Shenzhen’s metro, taxis, and airport trains are now integrated with an electronic invoicing blockchain built by Tencent and available within the WeChat app, the tech giant revealed.
This means passengers who use WeChat to pay for rides and file invoices, will now see their reimbursement claims processed via blockchain.
The e-invoicing blockchain connects passengers’ invoice records with their company and the Shenzhen Municipal Taxation Bureau in real-time.
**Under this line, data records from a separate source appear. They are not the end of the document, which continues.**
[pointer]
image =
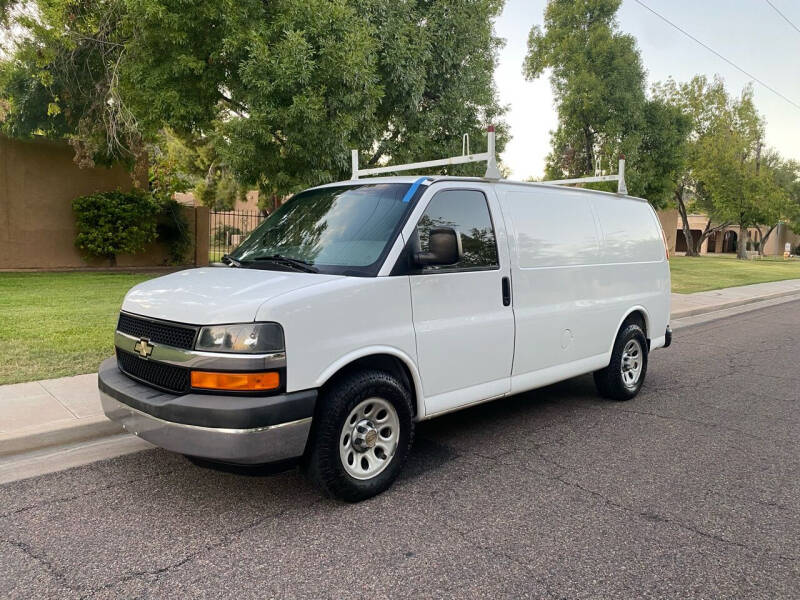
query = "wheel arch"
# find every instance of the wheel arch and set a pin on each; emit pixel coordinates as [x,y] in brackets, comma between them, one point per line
[384,358]
[638,313]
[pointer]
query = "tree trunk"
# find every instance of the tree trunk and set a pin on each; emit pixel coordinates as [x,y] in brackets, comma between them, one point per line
[141,166]
[741,247]
[764,239]
[708,231]
[687,233]
[588,136]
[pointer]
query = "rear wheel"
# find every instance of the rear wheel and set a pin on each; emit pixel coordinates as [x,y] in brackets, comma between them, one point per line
[362,434]
[623,377]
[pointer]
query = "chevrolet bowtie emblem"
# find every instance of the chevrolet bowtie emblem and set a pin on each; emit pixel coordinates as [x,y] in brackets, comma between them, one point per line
[143,348]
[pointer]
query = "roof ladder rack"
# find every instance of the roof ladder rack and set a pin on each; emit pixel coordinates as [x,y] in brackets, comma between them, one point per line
[492,172]
[490,158]
[619,178]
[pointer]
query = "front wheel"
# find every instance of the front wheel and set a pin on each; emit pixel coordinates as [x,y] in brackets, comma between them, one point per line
[362,434]
[623,377]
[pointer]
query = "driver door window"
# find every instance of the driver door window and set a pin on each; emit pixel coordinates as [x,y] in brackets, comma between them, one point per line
[467,212]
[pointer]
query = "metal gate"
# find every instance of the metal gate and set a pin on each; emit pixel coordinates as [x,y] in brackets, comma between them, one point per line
[227,229]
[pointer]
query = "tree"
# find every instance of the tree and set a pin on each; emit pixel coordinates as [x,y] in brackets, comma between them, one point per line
[284,89]
[781,204]
[729,163]
[722,176]
[599,83]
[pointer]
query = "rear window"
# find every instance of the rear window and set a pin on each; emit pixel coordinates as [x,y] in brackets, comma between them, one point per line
[552,228]
[630,230]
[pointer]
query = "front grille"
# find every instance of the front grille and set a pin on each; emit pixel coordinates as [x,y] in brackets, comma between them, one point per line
[160,375]
[179,336]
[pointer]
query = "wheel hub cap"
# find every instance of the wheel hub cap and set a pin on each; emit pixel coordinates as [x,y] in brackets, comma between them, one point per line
[369,438]
[365,436]
[632,362]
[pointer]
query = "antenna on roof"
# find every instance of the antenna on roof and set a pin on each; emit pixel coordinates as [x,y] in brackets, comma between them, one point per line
[619,178]
[492,172]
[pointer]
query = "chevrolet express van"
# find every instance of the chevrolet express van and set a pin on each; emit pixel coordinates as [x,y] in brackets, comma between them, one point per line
[359,308]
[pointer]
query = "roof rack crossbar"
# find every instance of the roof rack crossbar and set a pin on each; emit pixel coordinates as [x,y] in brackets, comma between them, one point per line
[619,178]
[492,172]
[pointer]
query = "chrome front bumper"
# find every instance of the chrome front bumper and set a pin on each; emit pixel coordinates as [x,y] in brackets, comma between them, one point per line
[252,445]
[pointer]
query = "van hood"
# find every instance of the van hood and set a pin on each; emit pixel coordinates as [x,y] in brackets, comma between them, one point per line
[215,295]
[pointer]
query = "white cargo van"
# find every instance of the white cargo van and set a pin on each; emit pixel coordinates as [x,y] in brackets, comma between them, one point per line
[361,307]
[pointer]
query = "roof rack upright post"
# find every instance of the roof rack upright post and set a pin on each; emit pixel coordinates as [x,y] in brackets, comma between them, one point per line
[621,187]
[492,172]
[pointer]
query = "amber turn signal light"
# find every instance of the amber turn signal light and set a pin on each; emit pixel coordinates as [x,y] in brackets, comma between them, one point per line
[239,382]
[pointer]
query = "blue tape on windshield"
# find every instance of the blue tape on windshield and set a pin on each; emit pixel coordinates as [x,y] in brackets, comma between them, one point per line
[413,189]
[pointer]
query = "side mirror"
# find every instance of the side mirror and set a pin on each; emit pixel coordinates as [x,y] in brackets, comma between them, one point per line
[444,245]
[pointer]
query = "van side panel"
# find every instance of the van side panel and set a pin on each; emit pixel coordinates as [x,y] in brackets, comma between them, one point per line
[580,262]
[635,260]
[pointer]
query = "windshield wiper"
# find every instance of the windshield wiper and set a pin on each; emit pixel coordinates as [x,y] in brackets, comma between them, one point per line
[230,261]
[296,263]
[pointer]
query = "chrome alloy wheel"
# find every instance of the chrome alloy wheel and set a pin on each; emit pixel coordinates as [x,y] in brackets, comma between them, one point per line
[631,363]
[369,438]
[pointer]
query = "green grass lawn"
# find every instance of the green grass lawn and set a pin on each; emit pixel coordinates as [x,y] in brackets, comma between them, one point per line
[57,324]
[703,273]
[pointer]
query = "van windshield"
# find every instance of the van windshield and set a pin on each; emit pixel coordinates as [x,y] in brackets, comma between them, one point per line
[337,230]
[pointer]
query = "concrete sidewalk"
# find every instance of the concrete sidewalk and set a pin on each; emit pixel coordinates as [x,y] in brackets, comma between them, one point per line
[685,305]
[67,410]
[53,412]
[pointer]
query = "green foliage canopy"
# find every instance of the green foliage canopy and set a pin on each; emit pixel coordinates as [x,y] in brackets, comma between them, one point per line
[598,81]
[283,89]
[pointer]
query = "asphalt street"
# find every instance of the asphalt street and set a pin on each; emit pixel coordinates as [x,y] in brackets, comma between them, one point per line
[692,490]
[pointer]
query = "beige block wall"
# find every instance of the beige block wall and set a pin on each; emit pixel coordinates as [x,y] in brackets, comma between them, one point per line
[38,181]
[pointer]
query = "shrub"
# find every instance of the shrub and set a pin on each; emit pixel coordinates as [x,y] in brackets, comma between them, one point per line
[113,223]
[173,229]
[223,232]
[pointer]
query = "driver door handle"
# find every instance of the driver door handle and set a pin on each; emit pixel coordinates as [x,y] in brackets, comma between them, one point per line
[506,284]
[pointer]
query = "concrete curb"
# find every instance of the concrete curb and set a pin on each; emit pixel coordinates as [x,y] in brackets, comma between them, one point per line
[54,435]
[701,310]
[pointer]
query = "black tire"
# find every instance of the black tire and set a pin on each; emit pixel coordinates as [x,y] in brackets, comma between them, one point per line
[322,461]
[609,381]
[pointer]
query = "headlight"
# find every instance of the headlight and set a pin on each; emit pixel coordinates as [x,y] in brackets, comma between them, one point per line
[245,338]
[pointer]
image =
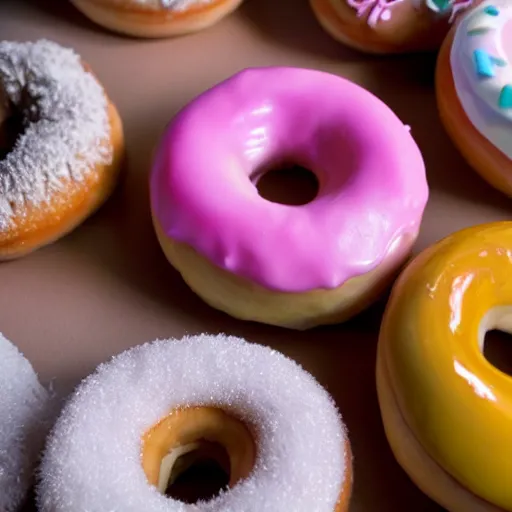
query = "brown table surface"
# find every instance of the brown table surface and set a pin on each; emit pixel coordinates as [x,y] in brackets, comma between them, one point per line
[107,287]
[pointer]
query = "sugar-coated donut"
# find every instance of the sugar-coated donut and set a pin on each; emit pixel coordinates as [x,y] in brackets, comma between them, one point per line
[156,18]
[447,411]
[293,266]
[128,422]
[389,26]
[474,90]
[24,422]
[65,162]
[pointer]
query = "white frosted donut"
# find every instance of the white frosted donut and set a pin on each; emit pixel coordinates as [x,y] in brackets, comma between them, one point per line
[23,424]
[93,460]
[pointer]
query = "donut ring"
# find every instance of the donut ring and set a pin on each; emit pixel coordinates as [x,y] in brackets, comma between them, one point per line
[156,18]
[292,266]
[66,161]
[389,26]
[24,422]
[474,91]
[446,410]
[171,394]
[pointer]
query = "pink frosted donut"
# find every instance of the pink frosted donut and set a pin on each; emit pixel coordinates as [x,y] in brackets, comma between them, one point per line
[294,266]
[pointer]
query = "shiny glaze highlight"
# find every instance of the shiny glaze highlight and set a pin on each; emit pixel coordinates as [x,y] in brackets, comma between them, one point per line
[456,403]
[373,188]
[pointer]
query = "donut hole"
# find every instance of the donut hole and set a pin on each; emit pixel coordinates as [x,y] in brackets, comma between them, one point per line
[496,339]
[11,127]
[286,183]
[193,454]
[200,474]
[498,350]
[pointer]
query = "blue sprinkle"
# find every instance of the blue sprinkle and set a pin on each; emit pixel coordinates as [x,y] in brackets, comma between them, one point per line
[505,101]
[499,62]
[483,63]
[492,10]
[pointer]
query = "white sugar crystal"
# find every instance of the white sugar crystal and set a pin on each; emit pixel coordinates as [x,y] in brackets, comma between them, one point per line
[93,458]
[66,128]
[24,419]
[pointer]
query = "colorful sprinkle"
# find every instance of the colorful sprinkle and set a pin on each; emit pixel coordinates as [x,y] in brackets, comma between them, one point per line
[505,101]
[484,64]
[440,5]
[492,10]
[499,62]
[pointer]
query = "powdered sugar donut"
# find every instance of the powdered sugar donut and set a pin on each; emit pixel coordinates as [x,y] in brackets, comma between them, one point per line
[156,18]
[389,26]
[64,145]
[117,439]
[24,405]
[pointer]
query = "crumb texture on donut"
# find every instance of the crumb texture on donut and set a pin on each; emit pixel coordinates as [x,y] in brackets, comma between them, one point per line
[93,457]
[66,127]
[23,424]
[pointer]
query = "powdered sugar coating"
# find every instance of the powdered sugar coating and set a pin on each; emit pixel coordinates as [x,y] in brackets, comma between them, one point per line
[23,424]
[93,457]
[67,129]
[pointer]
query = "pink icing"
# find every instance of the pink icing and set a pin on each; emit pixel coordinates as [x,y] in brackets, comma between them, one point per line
[373,187]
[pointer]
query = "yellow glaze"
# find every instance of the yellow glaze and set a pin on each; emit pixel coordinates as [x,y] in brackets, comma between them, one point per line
[456,403]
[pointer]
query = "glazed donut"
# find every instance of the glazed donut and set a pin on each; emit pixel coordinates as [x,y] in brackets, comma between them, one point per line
[120,435]
[389,26]
[156,18]
[447,411]
[24,422]
[474,90]
[293,266]
[65,161]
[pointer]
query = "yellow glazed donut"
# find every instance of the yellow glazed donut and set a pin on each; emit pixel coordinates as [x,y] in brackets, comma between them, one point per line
[156,18]
[447,411]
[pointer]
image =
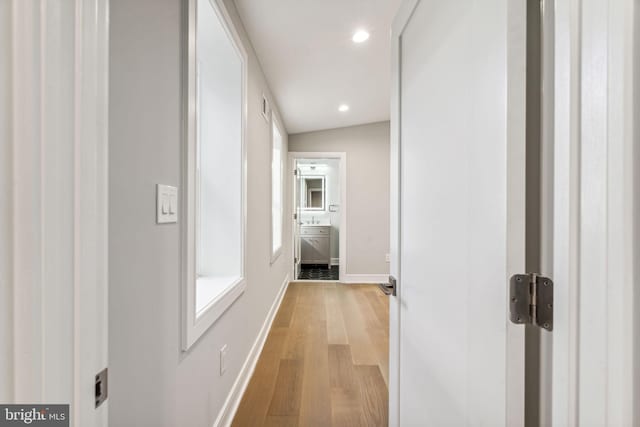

Users can also check the progress of their reimbursements and receive the funds online through WeChat.
Shenzhen became China’s first pilot city for blockchain last summer, in a partnership between the tech hub’s tax bureau and Tencent.
Beginning with a handful of restaurants and coffee shops in August 2018, the blockchain e-invoicing system has since rolled out to more than 1,000 merchants, with the number of invoices surpassing one million, and totaling more than RMB 1.33 million (US$189,000).
Aside from saving on paper costs — the Shenzhen Metro prints approximately 160,000 receipts a day, Tencent says — blockchain e-invoicing could reap significant efficiency gains by reducing fraudulent and duplicate invoicing, as well as transactions costs among employees, enterprises and the tax bureau, all while providing advanced encryption, privacy, the integrity of the data.